Les éditions Banyan, spécialisées dans la littérature d’Inde, nous offrent la traduction en français du Livre de la mort de Khalid Jawed. L’auteur est professeur d’université à New Delhi, reconnu comme l’un des principaux romanciers ourdouphones, il est donc temps pour la France de le découvrir. Le Livre de la mort est son premier roman. David Aimé, des éditions Banyan, a bien raison de souligner que l’Inde et la France sont deux pays proches par leurs idéaux, car cette littérature lointaine semble refléter nos états d’âmes avec une précision troublante, dans une universalité que nous goûtons avec étonnement et réjouissance.
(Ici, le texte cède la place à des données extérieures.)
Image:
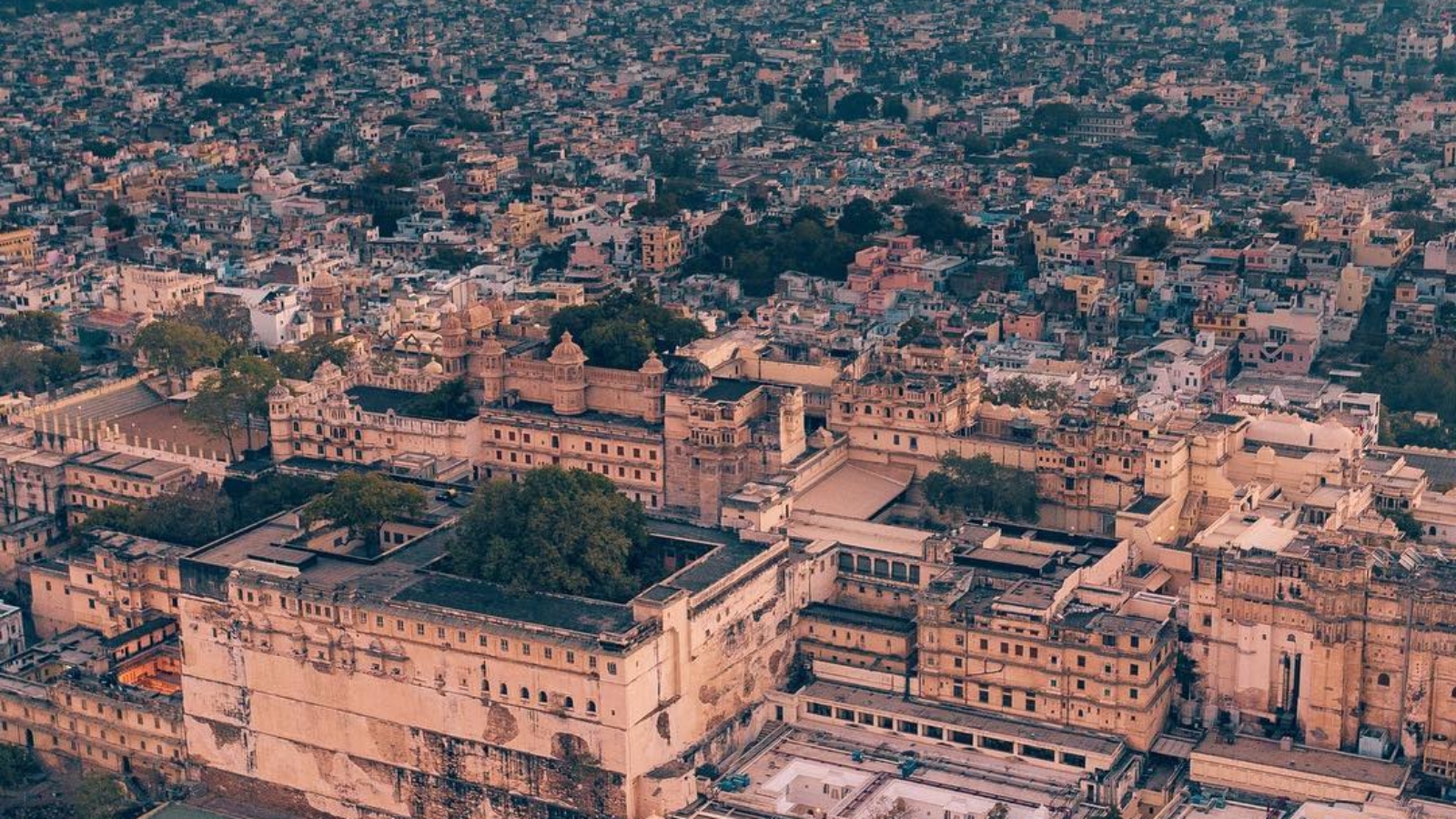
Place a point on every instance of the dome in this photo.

Le Livre de la mort est un étrange roman avec une dimension métaphysique rarement atteinte ! Voilà un petit livre extrêmement dense, écrit en ourdou et magnifiquement traduit en français par Rosine-Alice Vuille. Nous sommes en 2211 et un archéologue tombe sur une sorte de journal intime, manuscrit inachevé, le Livre de la mort, dans les ruines d’un asile psychiatrique. Voilà pour le procédé narratif. Dans le manuscrit ainsi déniché, nous côtoyons un homme en proie à de fortes angoisses, qui vit avec une conscience, alter ego, qu’il nomme le suicide. Cette conscience personnifie la possibilité de se supprimer à chaque instant, la suggestion permanente d’en finir. « Le suicide se tient à mes côtés comme un brave et fidèle protecteur. » C’est sa façon à lui d’être tellement conscient, d’être sapiens sapiens. On pense au suicidé éternel d’Hermann Hesse dans Le Loup des steppes, à cet art de cultiver sa plaie pour n’être dupe de rien et ne jamais lâcher la dimension tragique d’une vie de prédestiné à la mort. La conscience que notre héros appelle suicide se caractérise physiquement par un film de sueur froide sur sa peau. « Elle vient presque tous les jours, détrempant mon gilet de corps dont émane alors une odeur de sang. »

Le héros cultive depuis l’enfance la haine de son père qui voit en lui un bâtard, le fruit du péché. En réponse, l’enfant construit une volonté de vengeance envers ce géniteur qui a chassé sa douce mère. Il s’arme d’un couteau et se tient prêt au parricide à tout moment. En attendant, il s’entraîne à zébrer l’air avec son arme et taillade le vide dans une ambiance comateuse où rêve et réalité s’entremêlent.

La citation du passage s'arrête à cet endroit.